Hardly a Hallmark sentiment for an incipient grandmother. We thought we had switched topics by talking about the impending centennial celebration at Rice University. What would the university’s first president, Edgar Odell Lovett, think of the place if he were to return to campus in 2011? “He would be horrified,” my friend said, and I had to agree. “He would be scared and appalled.” Ours is not a world he could have foreseen.
We tried another conversational gambit and found a happier subject. Despite pornography, Facebook, computer games and other horrors, we agreed the Internet is a wonderful invention. My friend’s mother is eighty-four and cyber-phobic.
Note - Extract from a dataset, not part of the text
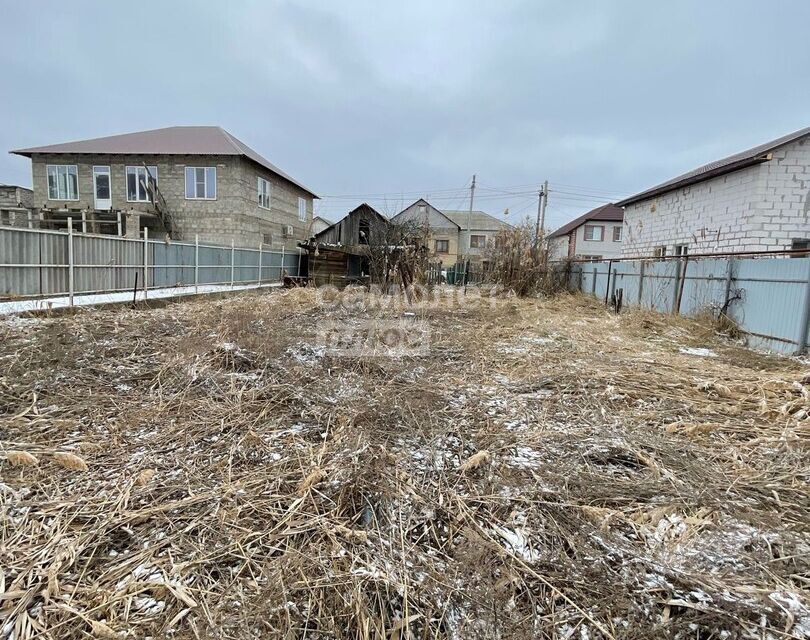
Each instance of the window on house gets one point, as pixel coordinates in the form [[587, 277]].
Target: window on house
[[799, 244], [364, 232], [139, 183], [594, 232], [478, 242], [201, 183], [264, 193], [63, 182]]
She challenged her mother to name any subject that interested her. “The Old Gold Dancers,” the octogenarian replied. In seconds, my friend came up with this.
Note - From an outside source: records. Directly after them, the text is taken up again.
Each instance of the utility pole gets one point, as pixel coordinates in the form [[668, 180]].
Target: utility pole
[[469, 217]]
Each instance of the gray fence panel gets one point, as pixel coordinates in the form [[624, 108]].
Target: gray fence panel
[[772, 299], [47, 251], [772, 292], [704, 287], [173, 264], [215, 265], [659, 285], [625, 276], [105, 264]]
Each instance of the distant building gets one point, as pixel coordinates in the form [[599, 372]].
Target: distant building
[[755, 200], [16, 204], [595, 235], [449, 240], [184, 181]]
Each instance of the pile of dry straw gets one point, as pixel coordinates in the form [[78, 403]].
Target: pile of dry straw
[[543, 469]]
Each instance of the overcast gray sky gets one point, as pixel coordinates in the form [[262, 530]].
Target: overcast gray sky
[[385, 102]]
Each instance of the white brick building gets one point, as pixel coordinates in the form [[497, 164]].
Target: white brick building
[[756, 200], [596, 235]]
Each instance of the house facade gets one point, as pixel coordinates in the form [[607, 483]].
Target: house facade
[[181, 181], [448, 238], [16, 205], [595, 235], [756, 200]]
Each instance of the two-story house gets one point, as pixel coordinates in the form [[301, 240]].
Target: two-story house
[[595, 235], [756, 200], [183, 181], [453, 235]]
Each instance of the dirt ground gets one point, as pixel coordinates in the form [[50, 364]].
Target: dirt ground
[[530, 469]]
I shared my most recent Internet triumph. Over the weekend I had reread The Unquiet Grave by Cyril Connolly and marked this passage:
“Fallen leaves lying on the grass in the November sun bring more happiness than daffodils. Spring is a call to action, hence to disillusion, therefore is April called `the cruellest month.’ Autumn is the mind's true Spring; what is there we have, `quidquid promiserat annus’ and it is more than we expected.”
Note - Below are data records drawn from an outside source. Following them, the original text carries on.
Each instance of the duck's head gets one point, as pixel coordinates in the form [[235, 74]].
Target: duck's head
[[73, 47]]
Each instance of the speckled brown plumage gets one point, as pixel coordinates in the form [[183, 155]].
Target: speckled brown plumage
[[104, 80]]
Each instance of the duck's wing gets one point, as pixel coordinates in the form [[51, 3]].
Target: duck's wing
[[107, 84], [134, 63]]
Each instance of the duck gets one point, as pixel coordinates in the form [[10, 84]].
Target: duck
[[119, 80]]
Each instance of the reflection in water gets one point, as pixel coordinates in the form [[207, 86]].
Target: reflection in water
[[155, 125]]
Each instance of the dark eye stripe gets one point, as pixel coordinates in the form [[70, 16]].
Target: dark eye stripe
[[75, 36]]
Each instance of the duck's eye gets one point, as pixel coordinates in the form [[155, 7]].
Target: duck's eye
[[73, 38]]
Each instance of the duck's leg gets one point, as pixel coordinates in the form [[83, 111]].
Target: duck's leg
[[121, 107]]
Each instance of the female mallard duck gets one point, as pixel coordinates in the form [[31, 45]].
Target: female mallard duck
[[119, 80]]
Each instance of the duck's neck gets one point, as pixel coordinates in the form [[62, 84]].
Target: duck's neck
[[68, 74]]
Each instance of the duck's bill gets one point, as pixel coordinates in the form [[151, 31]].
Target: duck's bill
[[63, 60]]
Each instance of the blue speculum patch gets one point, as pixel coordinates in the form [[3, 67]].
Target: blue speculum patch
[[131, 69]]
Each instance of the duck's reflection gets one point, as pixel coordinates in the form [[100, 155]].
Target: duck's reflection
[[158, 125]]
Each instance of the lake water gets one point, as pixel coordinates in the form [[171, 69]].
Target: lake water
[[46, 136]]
I got the Eliot but the source of the Latin tag stumped me. A few keystrokes took me to a disputed scrap of verse by Petronius, author of Satyricon. Go here and scroll down to Fragment XXX for the Latin. Here is a translation by Harold Edgeworth Butler (Post-Augustan Poetry: From Seneca to Juvenal, 1909):
“Now autumn had brought its cool shades, Phoebus’ reins glowed
less hot and he was looking winterward. The plane was beginning
to shed her leaves, the vine to count its clusters, and its
fresh shoots were withered. Before our eyes stood all the
promise of the year.”
And here is a version by R. Bracht Branham and Daniel Kinney (Satryica, University of California Press, 1996):
“Autumn had broken summer’s sweltering shadows
and Phoebus steered a cooler course toward winter;
the plane-tree had begun to shed, the vine
to cast its leaves and reckon up its bunches;
before our eyes there hung the whole year’s promise.”